# Talk:Algebraic formula for the variance

WikiProject Statistics (Rated Start-class, Mid-importance)

This article is within the scope of the WikiProject Statistics, a collaborative effort to improve the coverage of statistics on Wikipedia. If you would like to participate, please visit the project page or join the discussion.

Start  This article has been rated as Start-Class on the quality scale.
Mid  This article has been rated as Mid-importance on the importance scale.
WikiProject Mathematics (Rated Start-class, Mid-importance)
This article is within the scope of WikiProject Mathematics, a collaborative effort to improve the coverage of Mathematics on Wikipedia. If you would like to participate, please visit the project page, where you can join the discussion and see a list of open tasks.
Mathematics rating:
 Start Class
 Mid Importance
Field: Probability and statistics

## old merge

It apparently has been suggested that the article should be merged into variance. The latter is a very long piece, while a reader interested specifically in the computational formula may find it difficult to find it there. The term "computational formula for the variance" is fairly standard in probability textbooks. It makes sense to have a separate article on it. Katzmik (talk) 13:14, 9 December 2007 (UTC)

Yes? —Preceding unsigned comment added by 65.183.135.231 (talk) 04:10, 4 May 2008 (UTC)

I copied the proof over from the variance page.
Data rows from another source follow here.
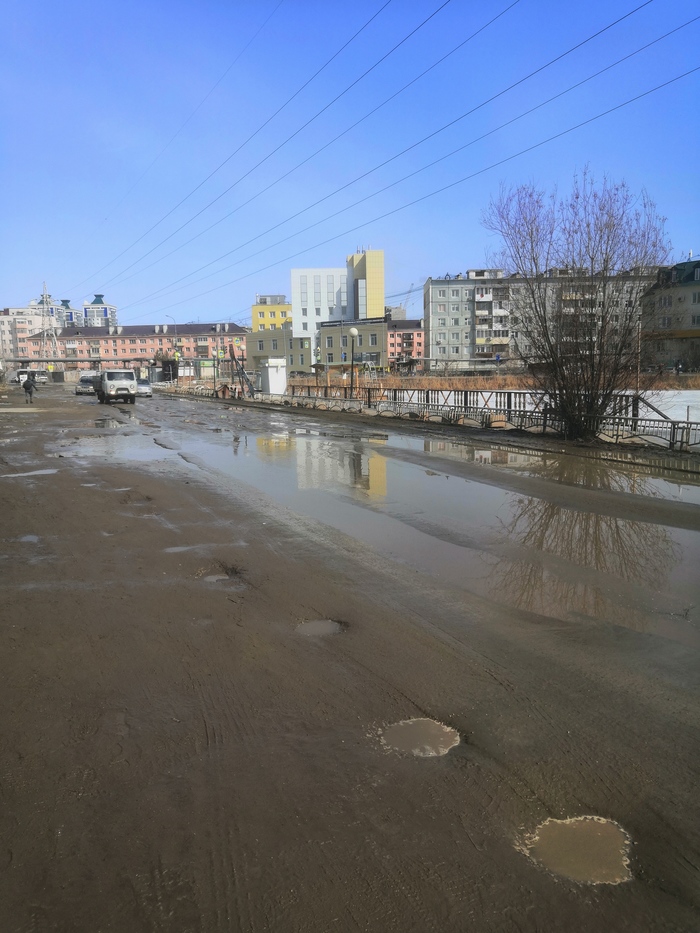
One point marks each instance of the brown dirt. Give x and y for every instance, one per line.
x=178, y=757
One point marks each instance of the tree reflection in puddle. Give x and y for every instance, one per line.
x=573, y=563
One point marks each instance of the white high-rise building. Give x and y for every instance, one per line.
x=318, y=296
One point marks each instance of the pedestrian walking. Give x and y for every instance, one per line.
x=29, y=387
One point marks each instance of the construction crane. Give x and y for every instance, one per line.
x=245, y=382
x=48, y=328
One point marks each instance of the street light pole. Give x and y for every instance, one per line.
x=353, y=333
x=176, y=352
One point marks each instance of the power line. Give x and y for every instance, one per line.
x=413, y=146
x=306, y=160
x=244, y=143
x=447, y=187
x=270, y=154
x=183, y=125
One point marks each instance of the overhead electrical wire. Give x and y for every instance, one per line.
x=181, y=127
x=199, y=106
x=284, y=142
x=444, y=188
x=417, y=171
x=305, y=161
x=408, y=149
x=436, y=132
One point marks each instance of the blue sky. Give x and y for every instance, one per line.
x=114, y=114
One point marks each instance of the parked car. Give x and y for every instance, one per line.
x=115, y=385
x=85, y=386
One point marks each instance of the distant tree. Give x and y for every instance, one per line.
x=579, y=266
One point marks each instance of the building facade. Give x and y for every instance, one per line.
x=671, y=315
x=467, y=321
x=340, y=296
x=270, y=312
x=365, y=270
x=138, y=344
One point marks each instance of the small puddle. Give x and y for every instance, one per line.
x=107, y=423
x=320, y=627
x=32, y=473
x=424, y=738
x=586, y=849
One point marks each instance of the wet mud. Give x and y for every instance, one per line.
x=586, y=849
x=423, y=738
x=178, y=754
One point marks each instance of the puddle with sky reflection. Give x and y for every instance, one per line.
x=507, y=546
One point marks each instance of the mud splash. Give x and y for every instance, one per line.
x=587, y=849
x=424, y=738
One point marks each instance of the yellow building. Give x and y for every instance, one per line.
x=270, y=312
x=367, y=267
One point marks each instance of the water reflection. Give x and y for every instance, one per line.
x=584, y=563
x=323, y=463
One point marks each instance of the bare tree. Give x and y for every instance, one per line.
x=579, y=267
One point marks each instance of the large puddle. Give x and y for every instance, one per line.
x=518, y=549
x=423, y=738
x=586, y=849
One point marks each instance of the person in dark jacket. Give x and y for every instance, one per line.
x=29, y=386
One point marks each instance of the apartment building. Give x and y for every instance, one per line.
x=339, y=295
x=270, y=312
x=365, y=270
x=467, y=321
x=140, y=344
x=671, y=316
x=44, y=317
x=297, y=352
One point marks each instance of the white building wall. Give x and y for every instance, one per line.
x=320, y=295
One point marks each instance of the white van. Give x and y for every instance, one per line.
x=115, y=384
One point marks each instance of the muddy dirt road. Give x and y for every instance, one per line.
x=183, y=751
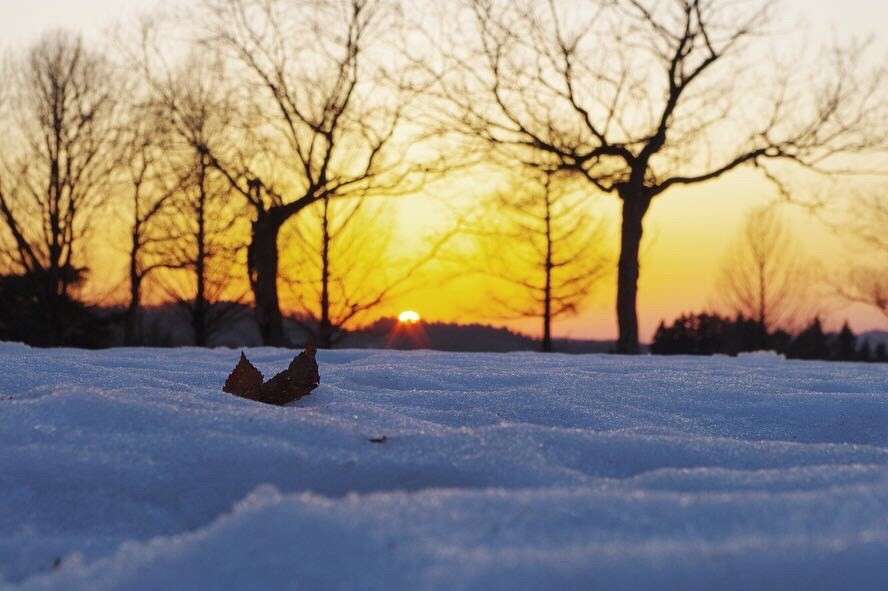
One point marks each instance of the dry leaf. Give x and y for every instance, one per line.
x=298, y=380
x=245, y=379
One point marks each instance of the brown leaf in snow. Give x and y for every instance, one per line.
x=244, y=380
x=298, y=380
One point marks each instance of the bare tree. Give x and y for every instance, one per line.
x=642, y=96
x=765, y=276
x=58, y=163
x=150, y=184
x=322, y=127
x=199, y=251
x=541, y=244
x=866, y=228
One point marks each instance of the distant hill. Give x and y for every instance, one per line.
x=874, y=337
x=388, y=333
x=165, y=326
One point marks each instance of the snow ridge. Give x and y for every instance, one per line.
x=129, y=469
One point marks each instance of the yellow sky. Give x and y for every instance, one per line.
x=687, y=230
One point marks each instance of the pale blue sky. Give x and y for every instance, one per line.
x=24, y=20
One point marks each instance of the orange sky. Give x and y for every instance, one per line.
x=687, y=230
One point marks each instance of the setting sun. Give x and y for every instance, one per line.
x=408, y=317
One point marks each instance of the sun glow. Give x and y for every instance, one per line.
x=408, y=317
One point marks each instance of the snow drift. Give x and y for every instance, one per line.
x=130, y=469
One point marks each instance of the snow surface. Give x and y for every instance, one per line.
x=130, y=469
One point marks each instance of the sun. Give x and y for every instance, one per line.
x=408, y=317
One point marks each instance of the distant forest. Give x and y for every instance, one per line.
x=241, y=158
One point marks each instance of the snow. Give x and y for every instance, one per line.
x=130, y=469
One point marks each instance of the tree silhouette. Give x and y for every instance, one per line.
x=540, y=243
x=316, y=106
x=150, y=183
x=638, y=97
x=765, y=276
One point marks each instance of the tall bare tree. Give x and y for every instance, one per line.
x=642, y=96
x=541, y=244
x=149, y=183
x=57, y=163
x=765, y=276
x=199, y=250
x=866, y=228
x=322, y=126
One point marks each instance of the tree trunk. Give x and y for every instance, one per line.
x=262, y=264
x=132, y=329
x=547, y=291
x=325, y=328
x=635, y=205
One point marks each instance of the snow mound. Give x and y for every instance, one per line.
x=129, y=469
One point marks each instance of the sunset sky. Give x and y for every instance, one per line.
x=687, y=230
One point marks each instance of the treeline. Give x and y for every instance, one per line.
x=242, y=152
x=711, y=334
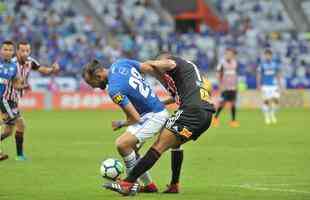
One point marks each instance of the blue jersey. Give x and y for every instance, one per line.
x=8, y=71
x=127, y=85
x=268, y=71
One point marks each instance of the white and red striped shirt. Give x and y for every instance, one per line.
x=23, y=71
x=229, y=73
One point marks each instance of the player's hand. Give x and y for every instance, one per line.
x=259, y=87
x=117, y=125
x=55, y=68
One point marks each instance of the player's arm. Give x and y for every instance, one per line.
x=132, y=115
x=219, y=74
x=279, y=77
x=19, y=83
x=157, y=66
x=49, y=70
x=168, y=101
x=258, y=78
Katzmik (talk) 14:57, 7 May 2008 (UTC)

## Example

It might be good to have a simple example of this method, even if it does sound simple. 64.81.60.187 (talk) 03:29, 21 April 2009 (UTC)
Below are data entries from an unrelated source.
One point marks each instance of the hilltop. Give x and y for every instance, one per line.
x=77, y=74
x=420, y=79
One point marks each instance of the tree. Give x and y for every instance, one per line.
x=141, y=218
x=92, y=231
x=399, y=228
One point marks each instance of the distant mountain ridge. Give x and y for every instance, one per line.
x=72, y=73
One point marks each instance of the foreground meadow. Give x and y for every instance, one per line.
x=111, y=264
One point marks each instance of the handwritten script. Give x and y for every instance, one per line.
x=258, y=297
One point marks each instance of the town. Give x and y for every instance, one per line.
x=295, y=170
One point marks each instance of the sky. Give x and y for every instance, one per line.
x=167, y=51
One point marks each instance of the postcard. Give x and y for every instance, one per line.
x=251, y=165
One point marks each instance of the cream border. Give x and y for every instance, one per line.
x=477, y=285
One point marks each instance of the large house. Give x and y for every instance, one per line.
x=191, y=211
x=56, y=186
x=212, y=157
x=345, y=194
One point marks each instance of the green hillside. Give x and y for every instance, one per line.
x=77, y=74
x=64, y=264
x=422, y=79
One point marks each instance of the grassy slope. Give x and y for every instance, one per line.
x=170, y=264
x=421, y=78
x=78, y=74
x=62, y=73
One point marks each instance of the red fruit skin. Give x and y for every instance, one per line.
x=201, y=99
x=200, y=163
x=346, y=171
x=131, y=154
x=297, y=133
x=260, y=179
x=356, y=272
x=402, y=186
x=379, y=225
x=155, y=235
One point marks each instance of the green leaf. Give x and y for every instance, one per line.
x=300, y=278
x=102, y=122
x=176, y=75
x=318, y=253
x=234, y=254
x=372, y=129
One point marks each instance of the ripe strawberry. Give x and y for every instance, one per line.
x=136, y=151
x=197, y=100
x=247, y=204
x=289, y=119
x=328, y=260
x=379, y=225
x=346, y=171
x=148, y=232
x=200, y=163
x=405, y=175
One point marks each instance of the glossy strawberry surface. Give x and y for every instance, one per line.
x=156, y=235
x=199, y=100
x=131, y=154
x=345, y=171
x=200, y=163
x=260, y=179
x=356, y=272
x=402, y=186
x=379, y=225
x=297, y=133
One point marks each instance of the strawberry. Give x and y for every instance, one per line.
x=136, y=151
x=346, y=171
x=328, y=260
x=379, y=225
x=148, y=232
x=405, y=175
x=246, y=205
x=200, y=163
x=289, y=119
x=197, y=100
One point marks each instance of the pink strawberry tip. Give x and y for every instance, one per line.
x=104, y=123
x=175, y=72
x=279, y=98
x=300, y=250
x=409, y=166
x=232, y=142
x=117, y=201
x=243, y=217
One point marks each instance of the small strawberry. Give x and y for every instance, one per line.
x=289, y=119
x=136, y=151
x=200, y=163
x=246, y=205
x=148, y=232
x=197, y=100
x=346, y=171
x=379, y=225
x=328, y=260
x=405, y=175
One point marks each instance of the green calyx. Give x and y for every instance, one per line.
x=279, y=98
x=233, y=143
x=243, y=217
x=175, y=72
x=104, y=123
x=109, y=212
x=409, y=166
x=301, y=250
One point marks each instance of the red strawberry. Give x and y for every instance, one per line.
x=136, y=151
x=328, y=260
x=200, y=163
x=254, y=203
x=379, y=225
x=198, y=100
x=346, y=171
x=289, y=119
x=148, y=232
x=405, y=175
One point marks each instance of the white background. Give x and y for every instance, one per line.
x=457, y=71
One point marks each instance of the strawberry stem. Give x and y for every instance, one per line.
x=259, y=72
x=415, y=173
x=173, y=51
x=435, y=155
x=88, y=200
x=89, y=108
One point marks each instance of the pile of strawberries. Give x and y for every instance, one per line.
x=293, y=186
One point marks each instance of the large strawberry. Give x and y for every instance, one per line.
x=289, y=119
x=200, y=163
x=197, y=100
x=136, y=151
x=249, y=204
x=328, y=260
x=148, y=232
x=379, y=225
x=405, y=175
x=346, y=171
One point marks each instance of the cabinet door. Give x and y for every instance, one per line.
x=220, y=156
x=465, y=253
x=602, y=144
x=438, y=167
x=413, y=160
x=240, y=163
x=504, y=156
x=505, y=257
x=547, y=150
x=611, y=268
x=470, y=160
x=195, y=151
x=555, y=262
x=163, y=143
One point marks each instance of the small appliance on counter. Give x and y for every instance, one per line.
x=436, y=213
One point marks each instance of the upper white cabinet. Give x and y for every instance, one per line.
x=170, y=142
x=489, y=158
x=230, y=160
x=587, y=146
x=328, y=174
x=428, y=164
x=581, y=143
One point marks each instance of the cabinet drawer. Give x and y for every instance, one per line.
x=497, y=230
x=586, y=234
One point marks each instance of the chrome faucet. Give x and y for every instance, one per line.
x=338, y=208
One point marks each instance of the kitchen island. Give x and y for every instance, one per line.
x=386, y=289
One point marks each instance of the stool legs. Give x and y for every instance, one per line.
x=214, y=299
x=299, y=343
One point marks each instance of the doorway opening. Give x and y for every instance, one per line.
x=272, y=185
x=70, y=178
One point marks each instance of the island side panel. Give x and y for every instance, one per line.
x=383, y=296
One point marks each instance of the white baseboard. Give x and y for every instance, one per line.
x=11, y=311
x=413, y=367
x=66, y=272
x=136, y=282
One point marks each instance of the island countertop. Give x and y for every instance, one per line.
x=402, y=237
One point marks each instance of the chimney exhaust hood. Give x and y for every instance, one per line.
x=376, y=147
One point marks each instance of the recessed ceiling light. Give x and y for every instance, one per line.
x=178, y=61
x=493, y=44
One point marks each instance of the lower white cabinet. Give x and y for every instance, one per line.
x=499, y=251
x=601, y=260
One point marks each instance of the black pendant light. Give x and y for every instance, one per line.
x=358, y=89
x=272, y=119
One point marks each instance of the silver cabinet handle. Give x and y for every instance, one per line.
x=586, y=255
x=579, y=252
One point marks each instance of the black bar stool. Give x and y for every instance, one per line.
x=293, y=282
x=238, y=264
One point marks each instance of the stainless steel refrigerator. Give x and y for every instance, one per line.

Is this article supposed to be about computing of s2? or Var(X)? Is there a general reference for using the title, "Computational formula for the variance" for this (whatever the answer is)? 018 (talk) 21:31, 20 September 2010 (UTC)
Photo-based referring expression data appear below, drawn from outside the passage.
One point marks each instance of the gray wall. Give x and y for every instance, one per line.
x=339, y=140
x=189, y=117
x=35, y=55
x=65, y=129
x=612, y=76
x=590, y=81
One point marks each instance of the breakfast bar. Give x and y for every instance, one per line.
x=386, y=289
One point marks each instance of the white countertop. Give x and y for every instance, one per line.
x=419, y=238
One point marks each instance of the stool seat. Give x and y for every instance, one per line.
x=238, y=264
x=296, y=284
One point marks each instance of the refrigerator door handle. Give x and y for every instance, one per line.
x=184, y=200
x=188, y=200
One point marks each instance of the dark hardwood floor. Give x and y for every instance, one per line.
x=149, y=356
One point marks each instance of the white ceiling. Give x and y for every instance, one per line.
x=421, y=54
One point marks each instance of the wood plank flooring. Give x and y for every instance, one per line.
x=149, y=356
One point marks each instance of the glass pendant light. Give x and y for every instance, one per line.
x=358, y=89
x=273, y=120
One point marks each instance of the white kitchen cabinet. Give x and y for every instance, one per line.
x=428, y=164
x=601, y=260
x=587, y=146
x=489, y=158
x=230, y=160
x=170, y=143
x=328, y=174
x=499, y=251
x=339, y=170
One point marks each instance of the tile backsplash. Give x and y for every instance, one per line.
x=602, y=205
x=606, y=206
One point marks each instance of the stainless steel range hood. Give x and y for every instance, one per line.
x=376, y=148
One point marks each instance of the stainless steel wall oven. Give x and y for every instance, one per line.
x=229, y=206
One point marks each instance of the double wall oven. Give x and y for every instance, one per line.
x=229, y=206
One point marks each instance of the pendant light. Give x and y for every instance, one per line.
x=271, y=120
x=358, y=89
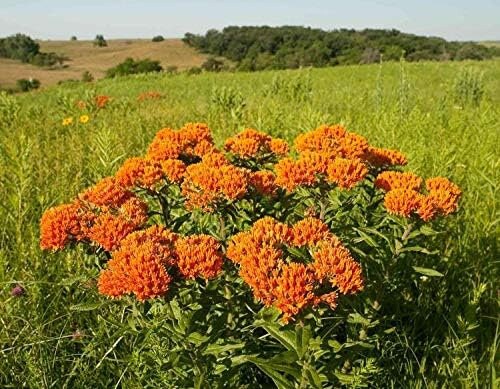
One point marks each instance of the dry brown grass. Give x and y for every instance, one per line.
x=84, y=56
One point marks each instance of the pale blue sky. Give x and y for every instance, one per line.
x=59, y=19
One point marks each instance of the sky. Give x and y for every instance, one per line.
x=60, y=19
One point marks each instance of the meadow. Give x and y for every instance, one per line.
x=60, y=333
x=84, y=56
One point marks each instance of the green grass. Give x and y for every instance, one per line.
x=48, y=340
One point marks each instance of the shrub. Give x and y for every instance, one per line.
x=25, y=85
x=253, y=259
x=99, y=41
x=212, y=64
x=131, y=66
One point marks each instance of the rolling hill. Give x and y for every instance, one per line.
x=82, y=56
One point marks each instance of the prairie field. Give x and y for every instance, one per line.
x=84, y=56
x=62, y=333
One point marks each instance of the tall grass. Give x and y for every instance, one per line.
x=61, y=334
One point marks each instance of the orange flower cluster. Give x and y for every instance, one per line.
x=337, y=141
x=404, y=198
x=292, y=287
x=141, y=265
x=311, y=166
x=194, y=140
x=150, y=95
x=140, y=172
x=264, y=182
x=212, y=181
x=104, y=214
x=250, y=143
x=101, y=101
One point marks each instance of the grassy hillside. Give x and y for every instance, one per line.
x=83, y=55
x=448, y=338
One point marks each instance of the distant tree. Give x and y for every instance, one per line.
x=87, y=76
x=25, y=85
x=99, y=41
x=212, y=64
x=131, y=66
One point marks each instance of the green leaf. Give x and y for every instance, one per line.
x=216, y=349
x=302, y=337
x=85, y=307
x=285, y=337
x=427, y=271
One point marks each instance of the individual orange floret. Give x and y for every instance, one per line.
x=445, y=201
x=279, y=147
x=384, y=157
x=198, y=256
x=402, y=202
x=106, y=192
x=390, y=180
x=167, y=144
x=323, y=138
x=264, y=182
x=101, y=101
x=173, y=169
x=59, y=226
x=108, y=230
x=137, y=271
x=139, y=172
x=427, y=209
x=135, y=210
x=334, y=262
x=290, y=174
x=293, y=290
x=346, y=173
x=309, y=231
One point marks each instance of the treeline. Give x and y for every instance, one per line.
x=21, y=47
x=257, y=48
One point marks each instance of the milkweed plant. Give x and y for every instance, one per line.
x=270, y=264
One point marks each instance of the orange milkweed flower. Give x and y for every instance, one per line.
x=107, y=192
x=390, y=180
x=384, y=157
x=139, y=266
x=293, y=290
x=59, y=226
x=264, y=182
x=309, y=231
x=204, y=186
x=402, y=202
x=427, y=208
x=333, y=261
x=346, y=173
x=109, y=230
x=101, y=101
x=198, y=256
x=249, y=142
x=323, y=138
x=139, y=172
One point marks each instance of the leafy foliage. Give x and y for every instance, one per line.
x=131, y=66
This is a useful short article about an identity that is extremely commonly used when calculating variances by hand. Of course it's not common to calculate the sample variance by hand, but this identity is useful when working with small toy examples to demonstrate some basic point or provide a counterexample (and for all the thousands of students who use this identity to solve homework exercises each year). The identity is also useful in calculating population variances for many continuous distributions, when it is easier to calculate uncentered moments than centered moments (which is nearly always the case, the exponential distribution comes to mind as an example).
I am not aware of a reference for the title, and am not defending the choice of title (I don't see that anyone has proposed an alternative title). Ross (First Course in Probability) calls it the "alternative formula for the variance" and puts a box around it. Not every mathematical identity needs its own article, but this one seems prominent enough to merit an article.
This is of course not a good approach for computing variances on a finite precision device like a computer, due to roundoff error. I may add a mention of that somewhere in the article.
As to whether it is about s2? or Var(X), I fully appreciate the difference between these two things, and that they are often confused. In the context of this specific calculation, there are parallel identities for the two, and it makes perfect sense to present them together. Skbkekas (talk) 04:04, 25 September 2010 (UTC)

## MLE versus the biased unbiased estimator

I changed this to represent the variance estimate as a modification of the MLE. The bias correction factor to the MLE is is historically where the typical inverse N-1 comes from. However, nobody actually cares about variances, they only use them as an intermediate to getting a standard deviation, and unbiasedness is not transformation independent--so the "unbiased" variance estimate leads to a biased standard deviation estimate. Use of inverse N-1 is a relic that few statisticians would argue for or care about (N is about N-1 anyways). You can see my version at [1].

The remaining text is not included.